NAFI Stuttgart (stylized as N.A.F.I. Stuttgart) is a German futsal and football club from Stuttgart. The futsal team won the DFB-Futsal-Cup, the German futsal championship, once. As of September 2022, the club is currently not fielding any teams.

== History ==
The club originated from an amateur team that was founded around 2005. Five years later, the team joined the Türk SC Stuttgart. After this club dissolved, the team continued to play as Hilalspor Stuttgart. In 2013, the club was renamed to NAFI Stuttgart. As the Württemberg Football Association believed that NAFI was a family name and therefore not allowed as a club name, periods were inserted between the letters.
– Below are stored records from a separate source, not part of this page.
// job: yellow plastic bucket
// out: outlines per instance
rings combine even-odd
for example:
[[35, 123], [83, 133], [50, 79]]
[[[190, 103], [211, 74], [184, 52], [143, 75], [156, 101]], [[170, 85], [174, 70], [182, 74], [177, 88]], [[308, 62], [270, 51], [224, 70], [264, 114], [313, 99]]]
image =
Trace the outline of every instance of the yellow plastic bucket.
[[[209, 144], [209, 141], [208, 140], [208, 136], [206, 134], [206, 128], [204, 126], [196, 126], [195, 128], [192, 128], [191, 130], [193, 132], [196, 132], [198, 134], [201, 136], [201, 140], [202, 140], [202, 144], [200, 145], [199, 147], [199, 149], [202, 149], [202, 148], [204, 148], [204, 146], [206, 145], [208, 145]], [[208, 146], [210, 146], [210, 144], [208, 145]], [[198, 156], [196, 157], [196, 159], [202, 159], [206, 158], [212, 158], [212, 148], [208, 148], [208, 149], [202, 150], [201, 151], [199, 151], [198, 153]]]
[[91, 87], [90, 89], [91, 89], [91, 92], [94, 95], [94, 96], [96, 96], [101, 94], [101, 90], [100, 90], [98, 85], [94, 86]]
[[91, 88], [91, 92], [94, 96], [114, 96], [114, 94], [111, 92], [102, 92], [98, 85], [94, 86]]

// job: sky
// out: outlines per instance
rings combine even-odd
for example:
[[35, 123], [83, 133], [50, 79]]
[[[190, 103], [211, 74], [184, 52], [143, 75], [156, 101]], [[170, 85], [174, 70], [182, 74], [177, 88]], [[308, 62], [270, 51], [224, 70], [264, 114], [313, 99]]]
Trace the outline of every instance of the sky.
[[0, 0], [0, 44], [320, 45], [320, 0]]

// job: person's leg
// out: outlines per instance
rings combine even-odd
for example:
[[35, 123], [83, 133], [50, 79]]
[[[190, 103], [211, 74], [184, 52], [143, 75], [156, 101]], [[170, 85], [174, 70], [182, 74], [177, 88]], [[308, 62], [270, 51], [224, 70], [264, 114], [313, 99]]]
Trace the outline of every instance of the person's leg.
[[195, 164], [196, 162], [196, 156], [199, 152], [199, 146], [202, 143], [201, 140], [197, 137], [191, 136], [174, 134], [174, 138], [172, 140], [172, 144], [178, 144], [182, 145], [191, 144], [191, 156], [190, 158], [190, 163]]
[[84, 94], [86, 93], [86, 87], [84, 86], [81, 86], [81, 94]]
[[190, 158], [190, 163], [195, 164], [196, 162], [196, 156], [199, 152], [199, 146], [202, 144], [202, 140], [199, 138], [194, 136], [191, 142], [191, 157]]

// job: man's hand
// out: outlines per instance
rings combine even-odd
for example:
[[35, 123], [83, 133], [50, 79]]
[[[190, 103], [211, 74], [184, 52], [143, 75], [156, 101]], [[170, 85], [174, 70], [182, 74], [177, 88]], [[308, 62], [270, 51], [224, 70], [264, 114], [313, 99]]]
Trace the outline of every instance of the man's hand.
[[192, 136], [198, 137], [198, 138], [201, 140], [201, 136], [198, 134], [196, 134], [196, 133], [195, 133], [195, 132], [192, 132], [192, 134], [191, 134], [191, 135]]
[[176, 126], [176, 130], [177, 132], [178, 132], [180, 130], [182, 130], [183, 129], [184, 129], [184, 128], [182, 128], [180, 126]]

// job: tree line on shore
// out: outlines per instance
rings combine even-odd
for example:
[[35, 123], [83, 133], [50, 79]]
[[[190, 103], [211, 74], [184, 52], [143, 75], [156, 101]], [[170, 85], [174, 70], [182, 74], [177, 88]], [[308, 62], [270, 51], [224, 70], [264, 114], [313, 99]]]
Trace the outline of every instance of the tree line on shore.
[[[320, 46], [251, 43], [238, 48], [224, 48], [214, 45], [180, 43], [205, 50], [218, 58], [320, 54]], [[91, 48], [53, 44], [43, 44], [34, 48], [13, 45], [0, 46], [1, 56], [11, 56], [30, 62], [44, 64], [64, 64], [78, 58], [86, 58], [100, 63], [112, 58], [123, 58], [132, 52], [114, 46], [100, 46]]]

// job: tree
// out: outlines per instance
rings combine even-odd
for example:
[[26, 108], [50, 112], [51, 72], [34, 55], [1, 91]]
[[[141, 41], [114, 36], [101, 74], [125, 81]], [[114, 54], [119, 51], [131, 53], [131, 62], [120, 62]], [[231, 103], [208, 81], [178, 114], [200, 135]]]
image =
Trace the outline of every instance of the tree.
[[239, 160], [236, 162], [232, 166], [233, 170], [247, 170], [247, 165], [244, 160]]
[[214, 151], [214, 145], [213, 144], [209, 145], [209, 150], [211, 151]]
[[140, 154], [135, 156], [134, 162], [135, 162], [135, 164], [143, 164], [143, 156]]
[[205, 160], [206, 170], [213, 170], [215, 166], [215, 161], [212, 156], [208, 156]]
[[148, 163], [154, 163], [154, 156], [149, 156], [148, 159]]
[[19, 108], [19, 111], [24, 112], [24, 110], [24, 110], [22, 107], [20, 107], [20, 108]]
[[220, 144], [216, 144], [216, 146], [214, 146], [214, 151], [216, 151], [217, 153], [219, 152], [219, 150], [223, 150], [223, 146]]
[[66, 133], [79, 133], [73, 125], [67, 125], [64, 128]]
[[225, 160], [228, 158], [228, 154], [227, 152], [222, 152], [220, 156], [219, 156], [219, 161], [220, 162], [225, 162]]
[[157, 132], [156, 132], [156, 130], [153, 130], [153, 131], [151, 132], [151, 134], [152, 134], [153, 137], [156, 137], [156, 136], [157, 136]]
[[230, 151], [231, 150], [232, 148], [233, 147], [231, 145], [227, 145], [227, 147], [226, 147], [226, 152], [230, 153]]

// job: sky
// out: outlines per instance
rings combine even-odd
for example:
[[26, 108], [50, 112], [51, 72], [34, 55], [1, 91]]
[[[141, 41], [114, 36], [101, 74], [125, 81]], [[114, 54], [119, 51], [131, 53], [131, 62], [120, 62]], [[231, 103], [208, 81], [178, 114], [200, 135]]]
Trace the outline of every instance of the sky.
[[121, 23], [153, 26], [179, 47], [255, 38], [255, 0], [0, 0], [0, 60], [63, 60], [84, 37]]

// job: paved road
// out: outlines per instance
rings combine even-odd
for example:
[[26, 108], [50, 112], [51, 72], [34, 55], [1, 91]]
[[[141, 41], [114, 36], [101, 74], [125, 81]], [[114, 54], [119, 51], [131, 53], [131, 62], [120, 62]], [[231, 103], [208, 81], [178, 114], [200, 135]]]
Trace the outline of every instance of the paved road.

According to the club president, NAFI stands for Neuer Amateurfußball international (Neuer international amateur football). However, the club's website states that the name derives from the sponsor Nafis Bakirci.

=== Futsal ===
Under the name TSC Stuttgart, the team first qualified for the DFB-Futsal-Cup in 2008 and became German futsal vice champions after a 3:6 defeat in the final against UFC Münster. After being eliminated prematurely in 2009, 2012 and 2013, the club won the German championship in 2014. After defeating Hamburg Panthers and UFC Münster, the Stuttgart team reached the final again, where they beat Holzpfosten Schwerte 5:3. The following year, Schwerte took revenge with a 10:4 victory in the semifinals. For unknown reasons, Stuttgart did not participate in the newly introduced Regionalliga Süd in 2015 and instead played in the second division.

=== Football ===
NAFI Stuttgart was also active in football. The first team was promoted to the Bezirksliga Stuttgart in 2015 and to the Landesliga in 2017. At the winter break of the 2018/19 season, NAFI was in second place in the Landesliga, but due to unpaid wages and internal disputes within the club, the team only finished eleventh in the table at the end of the season. For the 2019/20 season, the club did not register a team and was therefore placed last in the final Landesliga table of the 2018/19 season.